At rehearsal: LA Phil's Chad Smith and Heim confer at center-left; Credit: Bill Raden

At rehearsal: LA Phil's Chad Smith and Heim confer at center-left; Credit: Bill Raden

The hopeful note of the piece mirrors the optimism Heim himself expresses for the future of Diavolo, for whom the L.A. Philharmonic commissions have proved a major turning point in the company's artistic maturation.

Prior to 2007, Heim says, he would begin with a structure and then, in collaboration with the dancers, choreograph around it before bringing in actual music. Now the music comes first, and with it both a newfound sense of discipline and creative freedom.

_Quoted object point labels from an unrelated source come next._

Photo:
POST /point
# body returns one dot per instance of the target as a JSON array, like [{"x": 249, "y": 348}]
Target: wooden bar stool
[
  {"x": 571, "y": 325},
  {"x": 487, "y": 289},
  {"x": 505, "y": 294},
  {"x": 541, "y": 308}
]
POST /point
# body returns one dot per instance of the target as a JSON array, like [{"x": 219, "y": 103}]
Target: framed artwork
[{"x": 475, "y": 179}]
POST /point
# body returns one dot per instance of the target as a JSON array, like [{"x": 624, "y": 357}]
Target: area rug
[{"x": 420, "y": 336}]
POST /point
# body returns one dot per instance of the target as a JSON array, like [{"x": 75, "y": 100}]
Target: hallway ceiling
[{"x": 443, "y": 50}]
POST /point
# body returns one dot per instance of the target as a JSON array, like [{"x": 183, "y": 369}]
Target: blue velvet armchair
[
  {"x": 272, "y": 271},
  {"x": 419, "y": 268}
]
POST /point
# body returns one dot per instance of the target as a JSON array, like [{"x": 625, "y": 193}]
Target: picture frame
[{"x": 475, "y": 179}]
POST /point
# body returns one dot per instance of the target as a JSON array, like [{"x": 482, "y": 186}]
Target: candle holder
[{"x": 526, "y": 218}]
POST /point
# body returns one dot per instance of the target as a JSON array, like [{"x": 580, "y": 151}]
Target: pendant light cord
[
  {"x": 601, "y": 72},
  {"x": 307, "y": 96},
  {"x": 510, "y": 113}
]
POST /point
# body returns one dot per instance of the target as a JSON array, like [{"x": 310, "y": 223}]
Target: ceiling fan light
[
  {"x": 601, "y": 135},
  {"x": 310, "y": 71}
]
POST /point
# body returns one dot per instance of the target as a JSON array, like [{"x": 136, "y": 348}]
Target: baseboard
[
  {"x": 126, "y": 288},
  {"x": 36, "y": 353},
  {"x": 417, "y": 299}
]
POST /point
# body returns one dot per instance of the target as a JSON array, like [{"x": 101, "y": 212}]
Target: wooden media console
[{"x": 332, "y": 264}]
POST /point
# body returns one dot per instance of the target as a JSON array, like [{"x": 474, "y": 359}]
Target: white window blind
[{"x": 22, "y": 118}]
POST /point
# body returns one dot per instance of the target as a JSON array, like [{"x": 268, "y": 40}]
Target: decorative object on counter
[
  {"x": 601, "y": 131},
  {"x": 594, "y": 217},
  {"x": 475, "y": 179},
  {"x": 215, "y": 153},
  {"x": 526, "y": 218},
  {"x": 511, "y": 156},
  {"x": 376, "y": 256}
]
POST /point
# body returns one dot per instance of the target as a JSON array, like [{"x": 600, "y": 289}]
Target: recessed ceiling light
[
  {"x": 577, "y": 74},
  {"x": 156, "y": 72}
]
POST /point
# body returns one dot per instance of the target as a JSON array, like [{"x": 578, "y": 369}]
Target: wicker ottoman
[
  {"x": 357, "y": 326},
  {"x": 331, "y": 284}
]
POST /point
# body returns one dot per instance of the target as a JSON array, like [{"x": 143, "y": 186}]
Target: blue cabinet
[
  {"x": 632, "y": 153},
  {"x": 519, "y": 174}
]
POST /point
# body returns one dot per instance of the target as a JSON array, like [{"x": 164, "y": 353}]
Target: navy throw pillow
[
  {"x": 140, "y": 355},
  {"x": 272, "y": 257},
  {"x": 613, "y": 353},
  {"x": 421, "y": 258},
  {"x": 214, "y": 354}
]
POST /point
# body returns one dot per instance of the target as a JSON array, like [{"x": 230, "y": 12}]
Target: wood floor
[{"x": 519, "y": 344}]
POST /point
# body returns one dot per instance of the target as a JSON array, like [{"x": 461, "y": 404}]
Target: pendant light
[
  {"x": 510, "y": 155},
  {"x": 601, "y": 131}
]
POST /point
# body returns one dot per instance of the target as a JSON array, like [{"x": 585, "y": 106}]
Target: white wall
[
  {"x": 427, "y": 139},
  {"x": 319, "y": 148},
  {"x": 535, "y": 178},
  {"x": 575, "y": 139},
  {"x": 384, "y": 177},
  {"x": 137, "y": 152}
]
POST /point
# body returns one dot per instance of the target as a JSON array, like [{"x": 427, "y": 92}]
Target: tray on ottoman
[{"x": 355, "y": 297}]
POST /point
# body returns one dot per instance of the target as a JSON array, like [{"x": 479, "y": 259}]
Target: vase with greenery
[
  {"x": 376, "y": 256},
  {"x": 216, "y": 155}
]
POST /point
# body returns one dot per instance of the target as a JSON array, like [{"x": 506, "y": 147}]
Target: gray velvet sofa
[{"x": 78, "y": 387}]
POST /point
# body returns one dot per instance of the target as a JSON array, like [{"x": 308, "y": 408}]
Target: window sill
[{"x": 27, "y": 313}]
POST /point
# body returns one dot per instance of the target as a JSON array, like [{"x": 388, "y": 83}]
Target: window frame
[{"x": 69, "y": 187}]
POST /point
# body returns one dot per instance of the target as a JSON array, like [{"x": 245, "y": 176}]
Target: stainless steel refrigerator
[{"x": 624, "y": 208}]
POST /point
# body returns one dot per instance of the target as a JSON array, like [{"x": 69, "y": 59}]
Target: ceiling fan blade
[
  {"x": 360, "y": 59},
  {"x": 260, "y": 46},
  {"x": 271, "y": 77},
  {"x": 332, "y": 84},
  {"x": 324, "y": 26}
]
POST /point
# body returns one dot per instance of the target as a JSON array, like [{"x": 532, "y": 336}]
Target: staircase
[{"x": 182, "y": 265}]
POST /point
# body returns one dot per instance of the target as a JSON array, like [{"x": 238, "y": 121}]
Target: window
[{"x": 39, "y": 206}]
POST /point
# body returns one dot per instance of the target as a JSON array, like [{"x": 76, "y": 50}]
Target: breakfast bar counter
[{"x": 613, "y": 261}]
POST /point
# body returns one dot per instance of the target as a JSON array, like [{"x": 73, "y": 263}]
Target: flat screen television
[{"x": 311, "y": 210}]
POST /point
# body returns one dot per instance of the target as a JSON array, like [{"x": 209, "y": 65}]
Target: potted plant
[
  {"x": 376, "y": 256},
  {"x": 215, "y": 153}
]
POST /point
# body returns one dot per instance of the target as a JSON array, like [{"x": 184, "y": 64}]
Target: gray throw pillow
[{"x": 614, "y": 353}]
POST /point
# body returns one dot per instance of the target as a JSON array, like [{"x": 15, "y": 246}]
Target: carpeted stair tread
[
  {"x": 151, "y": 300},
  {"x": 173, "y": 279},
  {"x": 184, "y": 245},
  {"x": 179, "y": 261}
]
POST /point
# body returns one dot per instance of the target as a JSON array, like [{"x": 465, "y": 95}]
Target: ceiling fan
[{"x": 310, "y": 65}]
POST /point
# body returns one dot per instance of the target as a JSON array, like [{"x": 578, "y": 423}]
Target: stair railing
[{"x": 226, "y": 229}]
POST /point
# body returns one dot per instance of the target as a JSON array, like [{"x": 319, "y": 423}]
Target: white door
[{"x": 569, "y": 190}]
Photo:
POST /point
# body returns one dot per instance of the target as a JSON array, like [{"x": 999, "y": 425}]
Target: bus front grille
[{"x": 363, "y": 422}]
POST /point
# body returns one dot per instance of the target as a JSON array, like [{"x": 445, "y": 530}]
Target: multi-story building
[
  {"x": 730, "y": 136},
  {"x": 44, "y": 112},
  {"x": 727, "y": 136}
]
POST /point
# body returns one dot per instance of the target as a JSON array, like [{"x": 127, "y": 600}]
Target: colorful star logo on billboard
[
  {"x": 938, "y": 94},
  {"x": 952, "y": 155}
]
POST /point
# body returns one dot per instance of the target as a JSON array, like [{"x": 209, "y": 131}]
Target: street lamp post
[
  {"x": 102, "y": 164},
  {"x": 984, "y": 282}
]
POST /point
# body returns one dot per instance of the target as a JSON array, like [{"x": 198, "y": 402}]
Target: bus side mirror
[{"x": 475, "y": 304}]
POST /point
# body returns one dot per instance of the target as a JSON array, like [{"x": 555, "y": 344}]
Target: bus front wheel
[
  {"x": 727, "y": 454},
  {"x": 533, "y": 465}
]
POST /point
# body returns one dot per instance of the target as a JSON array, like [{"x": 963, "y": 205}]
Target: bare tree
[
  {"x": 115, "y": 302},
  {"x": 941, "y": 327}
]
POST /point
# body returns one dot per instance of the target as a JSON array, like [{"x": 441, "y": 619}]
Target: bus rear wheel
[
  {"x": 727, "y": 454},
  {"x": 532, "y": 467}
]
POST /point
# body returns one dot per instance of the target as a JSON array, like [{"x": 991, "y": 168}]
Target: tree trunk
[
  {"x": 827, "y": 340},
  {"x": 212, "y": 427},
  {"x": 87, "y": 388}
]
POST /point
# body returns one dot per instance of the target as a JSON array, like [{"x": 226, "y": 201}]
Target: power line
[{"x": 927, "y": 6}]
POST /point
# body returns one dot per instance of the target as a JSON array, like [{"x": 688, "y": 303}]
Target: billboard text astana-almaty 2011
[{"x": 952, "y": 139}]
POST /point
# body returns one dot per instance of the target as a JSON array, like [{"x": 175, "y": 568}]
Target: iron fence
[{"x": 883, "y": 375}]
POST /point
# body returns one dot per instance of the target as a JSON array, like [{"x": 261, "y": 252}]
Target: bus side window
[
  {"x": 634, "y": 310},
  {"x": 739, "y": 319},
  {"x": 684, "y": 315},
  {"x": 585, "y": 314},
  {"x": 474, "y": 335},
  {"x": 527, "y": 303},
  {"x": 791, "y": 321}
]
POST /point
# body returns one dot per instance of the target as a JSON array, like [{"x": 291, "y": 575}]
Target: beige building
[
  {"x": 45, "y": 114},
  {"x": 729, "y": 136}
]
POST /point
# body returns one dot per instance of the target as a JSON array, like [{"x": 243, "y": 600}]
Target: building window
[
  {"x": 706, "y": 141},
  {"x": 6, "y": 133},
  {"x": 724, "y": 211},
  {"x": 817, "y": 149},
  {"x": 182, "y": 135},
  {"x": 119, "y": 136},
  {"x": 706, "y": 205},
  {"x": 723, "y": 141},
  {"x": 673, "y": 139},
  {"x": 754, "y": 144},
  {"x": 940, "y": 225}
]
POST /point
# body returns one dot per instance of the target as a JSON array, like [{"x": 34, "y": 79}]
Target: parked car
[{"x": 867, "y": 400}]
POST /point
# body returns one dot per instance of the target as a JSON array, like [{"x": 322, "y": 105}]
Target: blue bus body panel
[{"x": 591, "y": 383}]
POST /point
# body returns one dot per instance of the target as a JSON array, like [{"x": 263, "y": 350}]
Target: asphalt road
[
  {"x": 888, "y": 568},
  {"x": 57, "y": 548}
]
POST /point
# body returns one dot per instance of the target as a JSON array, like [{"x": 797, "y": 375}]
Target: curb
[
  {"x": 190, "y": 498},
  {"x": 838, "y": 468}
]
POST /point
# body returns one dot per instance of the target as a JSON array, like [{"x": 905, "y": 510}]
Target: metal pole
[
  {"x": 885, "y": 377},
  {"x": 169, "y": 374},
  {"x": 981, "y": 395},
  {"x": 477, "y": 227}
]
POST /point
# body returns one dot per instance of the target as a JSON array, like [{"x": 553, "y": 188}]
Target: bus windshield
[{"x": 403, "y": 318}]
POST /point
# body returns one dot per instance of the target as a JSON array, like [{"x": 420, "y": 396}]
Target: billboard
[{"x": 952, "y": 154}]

“I was just a French frog Napoleon running around, saying 'Let's do some structure! Let's move on it!'” he quips. “Now I'm more analytic, more thorough — doing homework and preparing. … So the work is getting better since 2007. So it's exciting to see that, because I see the growth and I feel it. So it's about time. It's about time.”

Diavolo Dance Theater premieres Fluid Infinities Thursday at the Hollywood Bowl.